After three nightmare days, they managed to struggle into a bleak but
sheltered cove on the coast of Elephant Island.The men's most urgent needs
were food and warmth. And they were lucky. Within a couple of hours of
landing, they found and killed an elephant seal. The great creature's
flesh gave them meat for the most nourishing stew they had had for months,
and its blubber fuel for the warmest fire. They were, for the moment,
out of danger.The prospect of death, however, hadn't vanished altogether;
it had only receded. Elephant Island was uninhabited, unbelievably bleak,
and far from the usual track of sealers and whalers.
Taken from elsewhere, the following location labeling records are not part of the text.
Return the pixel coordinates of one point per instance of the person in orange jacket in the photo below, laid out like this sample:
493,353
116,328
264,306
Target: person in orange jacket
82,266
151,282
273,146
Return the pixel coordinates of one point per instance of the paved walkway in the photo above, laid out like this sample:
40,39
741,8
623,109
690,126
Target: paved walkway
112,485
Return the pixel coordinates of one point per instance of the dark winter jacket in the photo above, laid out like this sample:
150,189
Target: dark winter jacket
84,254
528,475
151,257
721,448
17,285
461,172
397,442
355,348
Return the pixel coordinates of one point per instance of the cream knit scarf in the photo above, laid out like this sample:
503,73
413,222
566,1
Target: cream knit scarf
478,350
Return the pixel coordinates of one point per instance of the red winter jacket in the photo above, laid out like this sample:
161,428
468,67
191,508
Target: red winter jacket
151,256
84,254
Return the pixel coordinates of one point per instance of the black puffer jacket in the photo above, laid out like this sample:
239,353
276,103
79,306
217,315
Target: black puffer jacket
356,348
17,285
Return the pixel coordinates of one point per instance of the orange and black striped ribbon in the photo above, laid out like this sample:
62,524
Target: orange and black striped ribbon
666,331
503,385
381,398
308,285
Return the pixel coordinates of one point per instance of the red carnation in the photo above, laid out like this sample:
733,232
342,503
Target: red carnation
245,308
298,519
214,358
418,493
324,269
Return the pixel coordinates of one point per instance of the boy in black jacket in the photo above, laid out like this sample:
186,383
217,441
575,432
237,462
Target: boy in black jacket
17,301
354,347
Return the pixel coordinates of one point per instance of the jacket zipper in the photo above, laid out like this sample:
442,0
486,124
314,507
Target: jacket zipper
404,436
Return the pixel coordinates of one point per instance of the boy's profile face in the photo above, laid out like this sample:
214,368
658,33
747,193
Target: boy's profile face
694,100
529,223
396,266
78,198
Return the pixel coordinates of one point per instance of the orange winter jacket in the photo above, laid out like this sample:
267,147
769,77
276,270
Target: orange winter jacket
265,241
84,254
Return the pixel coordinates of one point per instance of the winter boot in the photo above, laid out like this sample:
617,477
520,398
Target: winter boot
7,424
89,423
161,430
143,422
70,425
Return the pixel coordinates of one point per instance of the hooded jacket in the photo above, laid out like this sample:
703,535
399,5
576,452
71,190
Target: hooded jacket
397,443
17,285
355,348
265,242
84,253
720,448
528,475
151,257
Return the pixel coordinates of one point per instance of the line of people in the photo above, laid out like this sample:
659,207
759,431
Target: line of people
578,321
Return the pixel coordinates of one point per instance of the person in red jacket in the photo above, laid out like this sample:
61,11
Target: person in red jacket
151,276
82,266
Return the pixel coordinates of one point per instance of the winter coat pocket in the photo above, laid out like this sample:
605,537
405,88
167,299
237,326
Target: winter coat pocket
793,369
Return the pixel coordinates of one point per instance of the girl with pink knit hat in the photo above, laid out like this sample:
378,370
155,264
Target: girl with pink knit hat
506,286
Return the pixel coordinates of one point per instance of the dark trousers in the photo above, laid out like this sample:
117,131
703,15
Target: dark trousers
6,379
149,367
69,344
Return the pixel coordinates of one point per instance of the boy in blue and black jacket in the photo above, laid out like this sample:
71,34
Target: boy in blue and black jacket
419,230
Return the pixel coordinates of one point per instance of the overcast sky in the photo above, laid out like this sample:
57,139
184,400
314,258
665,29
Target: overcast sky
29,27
The nearest land was Cape Horn, that was only 650 kilometres away; but
Shackleton knew that he hadn't a hope of sailing there against the constant
gale-force winds. The nearest land to the east was the Island of South
Georgia, where Shackleton knew there was a whaling station which was manned
all the year round. But South Georgia was 1,100 kilometres away. To get
there he would have to navigate with pinpoint accuracy, not for days but
for weeks.
On May 8th they caught sight, through a rift in the clouds, of the black
cliffs of South Georgia, It is hard to know which to admire most: the
men's endurance, Shackleton's leadership, or Worsley's navigation. Their
troubles, however, were not over. For no sooner had they sighted land
than the wind increased to one of the worst hurricanes any of us had ever
known and they were in danger of being swept to destruction against the
ice-coated cliff of the island. Desperately they fought their way away
from the land, until late that evening wind and sea subsided, and they
drifted, battered and exhausted, onto a little beach, where, as if in
answer to their prayers, a stream of fresh water cascaded from glacier
to sea. After 16 days' sailing through the most dangerous seas on Earth,
it seemed like a miracle.
One last difficulty had to be overcome. The whaling station lay on the
opposite side of the island. Two of Shackleton's crew were by this time
desperately weak; they had been driven close to insanity by their ordeal,
and were in no condition to continue the voyage. In any case, Shackleton
realised it would be highly dangerous to try to sail round South Georgia's
cliff- bound coast. The quickest way to the whaling station was by land:
directly across the island. The island, at the point where they had landed,
was no more than 80 kilometres wide. But these 80 kilometres consisted
of a precipitous range of 2000 metre mountains. The fact that the mountains
were coated from base to summit in ice and had never been crossed, would
have daunted most people. But after a couple of days' rest, Shackleton
and his two fittest companions set out for the whaling station.They had
virtually no equipment; no tent or sleeping bag, only some 15 metres of
rope, and the carpenter's adze to use as an improvised ice-axe. They climbed
non-stop for 24 hours, until at last, almost too wonderful to be true,
they saw beneath them the whaling station at Husvik. After more than twenty
months' imprisonment in the polar ice, with his ship long since reported
as being lost with all hands, Shackleton had made contact with the outside
world. The finale of Shackleton's expedition reads like a fairy tale come
true. Within 48 hours of his arrival in Husvik, a whalecatcher had rescued
his men from the opposite side of the island. Soon Shackleton himself
was aboard a Chilean ice-breaker and on his way to Elephant Island, where
he re-united with all his crew.
In all his journeys, and troubled adventures, Shackleton lost not even
one of his loyal men ...
Shackleton is buried on the island of South Georgia.